A Brazilian federal prosecutor filed criminal charges on Wednesday against Chevron and drill-rig operator Transocean for a November oil spill, raising the stakes in a legal saga that has added to Chevron’s woes in Latin America and could slow Brazil’s offshore oil boom.
 The prosecutor also filed criminal charges against 17 local executives and employees at Chevron and Transocean, owner of the world’s largest oil rig fleet. Among the defendants is George Buck, 46, a U.S. national in charge of Chevron’s operations in Brazil.
The prosecutor said: “The spilling of oil affected the entire maritime ecosystem, possibly pushing some species to extinction, and caused impacts on economic activity in the region. The employees of Chevron and Transocean caused a contamination time bomb of prolonged effect.”
The charges stem from a 3,000-barrel leak in the Frade field, about 120 km (75 miles) off the coast of Rio de Janeiro state. They include: failure to realize protocols to contain the leak; failure to take steps to kill the well and stop the drilling process; breach of licenses, legal norms and regulation, including altering documents; and failure to meet legal and contractual duties.

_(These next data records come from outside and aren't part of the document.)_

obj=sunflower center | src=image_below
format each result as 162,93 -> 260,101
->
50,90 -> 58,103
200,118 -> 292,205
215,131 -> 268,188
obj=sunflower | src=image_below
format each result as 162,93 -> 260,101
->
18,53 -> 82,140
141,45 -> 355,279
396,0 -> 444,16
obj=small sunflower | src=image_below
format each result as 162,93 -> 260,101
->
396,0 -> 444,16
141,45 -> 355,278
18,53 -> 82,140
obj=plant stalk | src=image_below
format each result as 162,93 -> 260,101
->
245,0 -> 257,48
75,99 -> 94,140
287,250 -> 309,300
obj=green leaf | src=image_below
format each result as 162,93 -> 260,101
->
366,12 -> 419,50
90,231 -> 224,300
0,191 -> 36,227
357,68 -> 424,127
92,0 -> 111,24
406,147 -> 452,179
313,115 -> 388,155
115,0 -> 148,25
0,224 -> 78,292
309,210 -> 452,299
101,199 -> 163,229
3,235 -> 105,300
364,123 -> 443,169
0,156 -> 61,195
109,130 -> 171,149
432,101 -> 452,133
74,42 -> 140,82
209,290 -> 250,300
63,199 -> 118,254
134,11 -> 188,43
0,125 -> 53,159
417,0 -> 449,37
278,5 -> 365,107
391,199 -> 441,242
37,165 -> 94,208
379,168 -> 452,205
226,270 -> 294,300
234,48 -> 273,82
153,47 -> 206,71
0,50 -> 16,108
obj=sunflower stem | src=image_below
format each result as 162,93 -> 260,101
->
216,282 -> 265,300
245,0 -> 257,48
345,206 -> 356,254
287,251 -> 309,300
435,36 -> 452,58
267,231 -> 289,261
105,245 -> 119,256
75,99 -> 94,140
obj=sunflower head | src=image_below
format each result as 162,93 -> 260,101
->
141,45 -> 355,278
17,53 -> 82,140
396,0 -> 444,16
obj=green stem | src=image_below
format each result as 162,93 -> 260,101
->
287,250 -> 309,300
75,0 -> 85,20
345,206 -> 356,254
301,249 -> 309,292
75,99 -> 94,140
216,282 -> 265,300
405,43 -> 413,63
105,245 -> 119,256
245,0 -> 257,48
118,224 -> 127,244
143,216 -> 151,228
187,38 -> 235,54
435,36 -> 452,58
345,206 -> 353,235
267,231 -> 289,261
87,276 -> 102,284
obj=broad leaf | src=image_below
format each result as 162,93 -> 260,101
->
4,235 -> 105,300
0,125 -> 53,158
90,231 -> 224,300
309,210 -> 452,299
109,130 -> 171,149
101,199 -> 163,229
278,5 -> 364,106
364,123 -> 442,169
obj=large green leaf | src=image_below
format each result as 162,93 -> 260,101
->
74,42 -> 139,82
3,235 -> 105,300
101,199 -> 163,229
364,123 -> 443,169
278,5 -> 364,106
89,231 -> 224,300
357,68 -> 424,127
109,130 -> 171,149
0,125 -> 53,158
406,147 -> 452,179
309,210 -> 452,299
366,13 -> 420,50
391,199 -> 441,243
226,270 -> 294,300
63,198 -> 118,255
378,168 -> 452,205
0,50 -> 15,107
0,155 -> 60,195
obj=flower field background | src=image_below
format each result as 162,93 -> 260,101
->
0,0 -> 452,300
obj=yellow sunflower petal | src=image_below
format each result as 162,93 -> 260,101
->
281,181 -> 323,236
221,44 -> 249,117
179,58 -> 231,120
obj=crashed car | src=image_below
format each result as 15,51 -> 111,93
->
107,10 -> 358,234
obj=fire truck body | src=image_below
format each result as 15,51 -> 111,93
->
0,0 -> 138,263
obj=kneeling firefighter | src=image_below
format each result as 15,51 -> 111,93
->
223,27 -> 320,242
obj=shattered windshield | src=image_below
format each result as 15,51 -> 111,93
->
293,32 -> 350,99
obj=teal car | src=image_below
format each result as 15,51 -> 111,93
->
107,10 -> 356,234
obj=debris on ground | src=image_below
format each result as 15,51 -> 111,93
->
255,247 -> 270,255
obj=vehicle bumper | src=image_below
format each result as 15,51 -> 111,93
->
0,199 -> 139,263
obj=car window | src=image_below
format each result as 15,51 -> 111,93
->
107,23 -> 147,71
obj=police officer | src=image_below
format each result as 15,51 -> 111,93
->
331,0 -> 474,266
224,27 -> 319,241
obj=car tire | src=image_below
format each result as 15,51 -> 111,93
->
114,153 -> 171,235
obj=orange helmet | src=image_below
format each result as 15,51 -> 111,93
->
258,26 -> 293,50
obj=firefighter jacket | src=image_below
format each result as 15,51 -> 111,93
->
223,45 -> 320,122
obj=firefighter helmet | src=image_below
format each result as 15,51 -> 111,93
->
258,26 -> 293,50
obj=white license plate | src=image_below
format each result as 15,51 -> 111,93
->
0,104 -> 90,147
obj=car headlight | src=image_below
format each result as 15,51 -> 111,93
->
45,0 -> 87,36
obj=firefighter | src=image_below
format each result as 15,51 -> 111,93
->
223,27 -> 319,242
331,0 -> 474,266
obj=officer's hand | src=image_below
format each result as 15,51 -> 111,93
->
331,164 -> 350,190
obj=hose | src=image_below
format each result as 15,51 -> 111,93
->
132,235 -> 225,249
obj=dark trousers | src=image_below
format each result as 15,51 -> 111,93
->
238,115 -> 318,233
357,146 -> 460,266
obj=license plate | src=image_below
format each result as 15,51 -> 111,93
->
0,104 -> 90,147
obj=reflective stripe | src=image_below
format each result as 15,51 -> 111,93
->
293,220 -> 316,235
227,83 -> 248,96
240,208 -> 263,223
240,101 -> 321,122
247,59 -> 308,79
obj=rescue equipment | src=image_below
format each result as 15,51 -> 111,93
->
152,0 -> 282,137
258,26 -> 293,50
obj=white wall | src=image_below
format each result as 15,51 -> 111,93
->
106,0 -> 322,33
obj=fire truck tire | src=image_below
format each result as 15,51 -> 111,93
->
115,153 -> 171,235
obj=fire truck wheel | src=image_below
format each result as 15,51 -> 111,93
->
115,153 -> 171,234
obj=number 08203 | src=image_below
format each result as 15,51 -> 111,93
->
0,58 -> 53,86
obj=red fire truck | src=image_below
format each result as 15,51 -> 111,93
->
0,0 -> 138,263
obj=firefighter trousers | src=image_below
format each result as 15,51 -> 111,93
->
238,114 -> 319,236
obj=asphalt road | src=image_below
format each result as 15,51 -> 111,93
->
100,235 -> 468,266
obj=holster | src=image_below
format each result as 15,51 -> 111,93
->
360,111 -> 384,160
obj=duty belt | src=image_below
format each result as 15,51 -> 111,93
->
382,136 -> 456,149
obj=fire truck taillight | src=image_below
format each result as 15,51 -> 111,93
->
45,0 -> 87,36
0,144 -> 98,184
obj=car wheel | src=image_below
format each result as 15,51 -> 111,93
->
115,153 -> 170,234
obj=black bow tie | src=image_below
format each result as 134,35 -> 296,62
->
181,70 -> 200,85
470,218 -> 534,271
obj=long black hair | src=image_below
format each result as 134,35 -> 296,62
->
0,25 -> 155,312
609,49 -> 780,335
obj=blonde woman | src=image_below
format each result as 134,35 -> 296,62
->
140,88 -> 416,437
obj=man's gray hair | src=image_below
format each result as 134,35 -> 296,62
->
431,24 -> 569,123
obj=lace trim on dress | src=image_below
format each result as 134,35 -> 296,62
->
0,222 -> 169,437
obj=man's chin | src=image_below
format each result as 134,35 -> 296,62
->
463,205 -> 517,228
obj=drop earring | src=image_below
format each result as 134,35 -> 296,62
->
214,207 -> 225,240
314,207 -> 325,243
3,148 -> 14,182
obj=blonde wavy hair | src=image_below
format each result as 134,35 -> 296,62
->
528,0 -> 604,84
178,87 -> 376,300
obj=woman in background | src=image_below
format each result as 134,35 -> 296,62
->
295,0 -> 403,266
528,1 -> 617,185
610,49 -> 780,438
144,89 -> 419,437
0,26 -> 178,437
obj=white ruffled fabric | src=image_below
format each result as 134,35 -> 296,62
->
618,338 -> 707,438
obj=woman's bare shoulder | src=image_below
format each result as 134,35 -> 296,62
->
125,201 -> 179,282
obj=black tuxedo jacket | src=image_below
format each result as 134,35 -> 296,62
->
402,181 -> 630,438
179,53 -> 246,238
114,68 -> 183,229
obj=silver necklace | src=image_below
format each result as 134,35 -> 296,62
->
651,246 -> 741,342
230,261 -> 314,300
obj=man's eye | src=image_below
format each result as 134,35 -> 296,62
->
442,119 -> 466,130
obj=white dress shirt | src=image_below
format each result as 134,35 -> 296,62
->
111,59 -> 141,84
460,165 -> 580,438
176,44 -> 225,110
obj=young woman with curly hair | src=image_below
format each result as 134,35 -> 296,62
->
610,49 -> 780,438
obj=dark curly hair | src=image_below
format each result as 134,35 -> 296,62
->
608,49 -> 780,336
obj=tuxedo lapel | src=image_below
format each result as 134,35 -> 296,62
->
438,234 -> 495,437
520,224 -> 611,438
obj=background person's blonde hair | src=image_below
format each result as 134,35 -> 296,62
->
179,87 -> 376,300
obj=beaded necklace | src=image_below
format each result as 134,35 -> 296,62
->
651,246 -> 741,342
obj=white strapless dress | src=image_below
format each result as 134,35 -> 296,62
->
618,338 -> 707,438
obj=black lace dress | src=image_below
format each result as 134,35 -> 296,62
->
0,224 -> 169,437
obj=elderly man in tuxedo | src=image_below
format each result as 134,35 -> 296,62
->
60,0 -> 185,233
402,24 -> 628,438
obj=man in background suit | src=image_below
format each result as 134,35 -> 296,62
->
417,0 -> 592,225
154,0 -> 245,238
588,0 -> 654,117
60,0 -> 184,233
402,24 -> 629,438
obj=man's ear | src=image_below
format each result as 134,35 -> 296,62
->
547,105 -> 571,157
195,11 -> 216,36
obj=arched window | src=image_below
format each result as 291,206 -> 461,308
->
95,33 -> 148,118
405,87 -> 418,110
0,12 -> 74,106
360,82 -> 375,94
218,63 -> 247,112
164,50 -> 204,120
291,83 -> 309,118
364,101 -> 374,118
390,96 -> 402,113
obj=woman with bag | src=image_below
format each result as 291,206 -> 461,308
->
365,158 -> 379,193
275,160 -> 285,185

So, an American faces criminal charges overseas for an oil spill of 3,000 barrels. Remember the BP Gulf Oil Spill? The Deepwater Horizon spill gushed out nearly 5 million barrels before it was contained. Nobody was charged criminally. The United States must import oil. Brazil is energy independent and they are a net exporter of oil, and that was before they found enormous reserves off the coast of Rio de Janeiro; reserves that rival Saudi Arabia. Brazil is an important ally. They have a nationalized oil company, Petrobras. The Brazilians don’t put up with any stupidity from an oil company. And the lesson we’ve learned today?
Don’t mess with Brazilians’ beaches.